Before he became the prophet of the Crakers (as he calls them), Snowman was Jimmy, who grew up in an enclosed corporate compound called OrganInc Farms. His father was a prominent bio-engineer working on the Pigoon Project, which created pigs that would grow “an assortment of foolproof human-tissue organs” for transplanting into humans (22). These compounds were mostly self-contained with malls, schools, hospitals, etc. that served the needs of the employees and their families. The compounds are connected by tube trains. The areas in between are called pleebland (read pleeb-land), where the mass of humanity lives: economically disadvantaged, diseased, and the ultimate consumers for the products and techniques created in the compounds. This sociological layout reminds me very much of the world Marge Piercy creates in He, She and It, except that Piercy’s economy is based on computer technology and virtual reality instead of bio-engineering.

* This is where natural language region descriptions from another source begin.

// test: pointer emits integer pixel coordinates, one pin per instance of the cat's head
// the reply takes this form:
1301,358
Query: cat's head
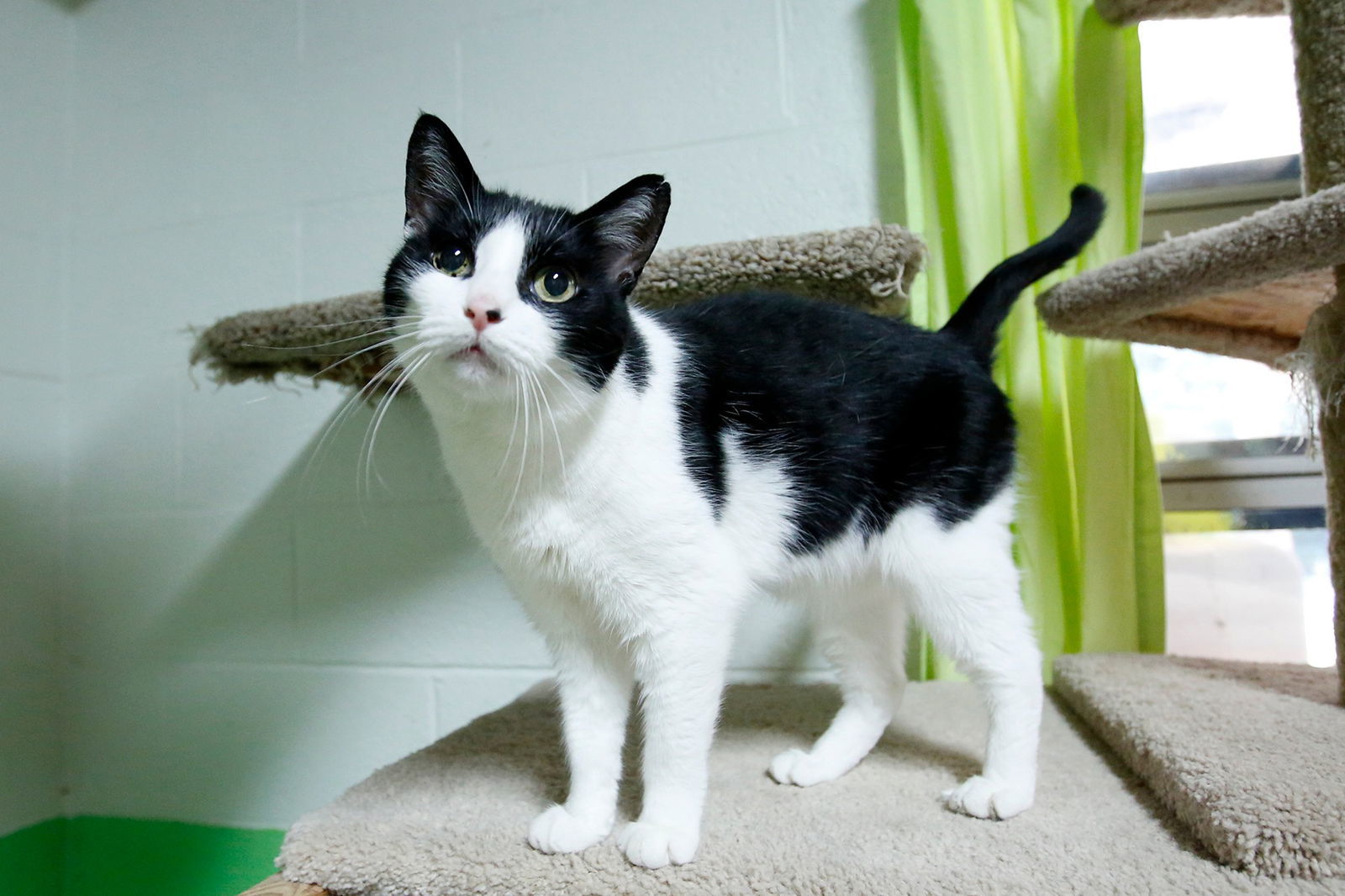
490,288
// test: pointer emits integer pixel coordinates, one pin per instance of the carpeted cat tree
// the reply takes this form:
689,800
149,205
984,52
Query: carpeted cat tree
1269,287
1231,771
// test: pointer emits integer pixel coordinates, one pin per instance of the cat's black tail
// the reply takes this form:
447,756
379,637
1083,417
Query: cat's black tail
978,319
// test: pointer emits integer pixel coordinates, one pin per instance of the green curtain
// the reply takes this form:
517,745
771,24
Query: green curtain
1001,108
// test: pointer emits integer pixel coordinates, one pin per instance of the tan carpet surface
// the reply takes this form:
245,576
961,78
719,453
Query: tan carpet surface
1136,298
1251,756
1133,11
342,340
451,818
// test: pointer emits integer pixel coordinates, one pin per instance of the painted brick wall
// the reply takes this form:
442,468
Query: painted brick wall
37,40
252,622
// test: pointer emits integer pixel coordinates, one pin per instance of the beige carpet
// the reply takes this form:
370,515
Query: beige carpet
451,818
342,340
1251,756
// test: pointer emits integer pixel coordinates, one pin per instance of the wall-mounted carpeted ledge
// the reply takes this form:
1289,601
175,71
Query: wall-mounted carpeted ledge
338,340
1244,288
1133,11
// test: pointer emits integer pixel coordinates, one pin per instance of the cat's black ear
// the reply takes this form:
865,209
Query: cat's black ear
437,171
629,222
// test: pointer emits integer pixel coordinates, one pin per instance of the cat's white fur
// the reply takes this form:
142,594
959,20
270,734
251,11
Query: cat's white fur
584,502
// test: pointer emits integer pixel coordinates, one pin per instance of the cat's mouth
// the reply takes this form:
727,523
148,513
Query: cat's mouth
477,356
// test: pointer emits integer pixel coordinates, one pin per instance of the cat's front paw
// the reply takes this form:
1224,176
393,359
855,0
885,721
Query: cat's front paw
989,798
651,845
557,830
804,768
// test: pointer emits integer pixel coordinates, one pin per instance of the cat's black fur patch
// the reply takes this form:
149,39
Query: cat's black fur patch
867,414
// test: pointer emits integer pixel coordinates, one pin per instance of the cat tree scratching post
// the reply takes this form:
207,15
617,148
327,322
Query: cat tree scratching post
1263,287
1320,66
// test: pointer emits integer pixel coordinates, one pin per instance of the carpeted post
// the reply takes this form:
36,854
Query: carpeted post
1320,62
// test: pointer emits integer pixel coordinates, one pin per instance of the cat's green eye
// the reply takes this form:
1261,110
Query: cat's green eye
555,284
455,262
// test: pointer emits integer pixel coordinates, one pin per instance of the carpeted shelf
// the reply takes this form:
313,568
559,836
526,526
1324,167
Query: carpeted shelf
1250,756
338,340
451,818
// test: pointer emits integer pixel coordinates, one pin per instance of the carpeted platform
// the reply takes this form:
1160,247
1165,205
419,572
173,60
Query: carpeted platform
451,818
343,340
1251,756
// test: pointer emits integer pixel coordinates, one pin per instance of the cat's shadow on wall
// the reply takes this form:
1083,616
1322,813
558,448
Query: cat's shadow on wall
338,568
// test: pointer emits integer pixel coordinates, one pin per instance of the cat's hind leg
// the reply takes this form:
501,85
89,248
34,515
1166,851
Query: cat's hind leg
965,593
862,633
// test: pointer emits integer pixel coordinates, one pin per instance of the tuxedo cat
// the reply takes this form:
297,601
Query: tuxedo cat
638,475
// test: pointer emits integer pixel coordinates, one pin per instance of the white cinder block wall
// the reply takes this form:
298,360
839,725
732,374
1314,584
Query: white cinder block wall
252,625
37,40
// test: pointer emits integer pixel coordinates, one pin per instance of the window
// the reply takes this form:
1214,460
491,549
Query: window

Snowman’s narrative covers just a few days in his present as he tries to survive in this devastated landscape where food is scarce and new predators, which were former science projects housed in labs, roam. There are snats (a cross between snakes and rats) and wolvogs (a cross between a dog and a wolf). Also, the pigoons have become carnivores and are getting smarter. The bulk of the past story is about Jimmy, how he came to be a survivor, his love for Oryx, and his friend Crake’s ambition to create better human beings. The end of the book finally shows the readers how the rest of humanity met its demise and the roles that Jimmy, Oryx and Crake played in that disaster.
This book was very enjoyable. The science seems science-y enough, and her portrayal of “reality” broadcasts over the internet, where one could find the Noodie News, open heart surgeries, live coverage of executions, and, of course, enough pornography to cover any viewer’s choices or fetishes, seems especially prescient. The plot is well-paced, and both the present and past events are interesting, so I never found myself wishing I could move on to the next time period, like I did with The Blind Assassin. While I cannot say that I liked The Blind Assassin as much as I liked Oryx and Crake, Atwood writes beautifully and is a pleasure to read. I plan to read The Year of the Flood and The Handmaid’s Talec later this year for this blog.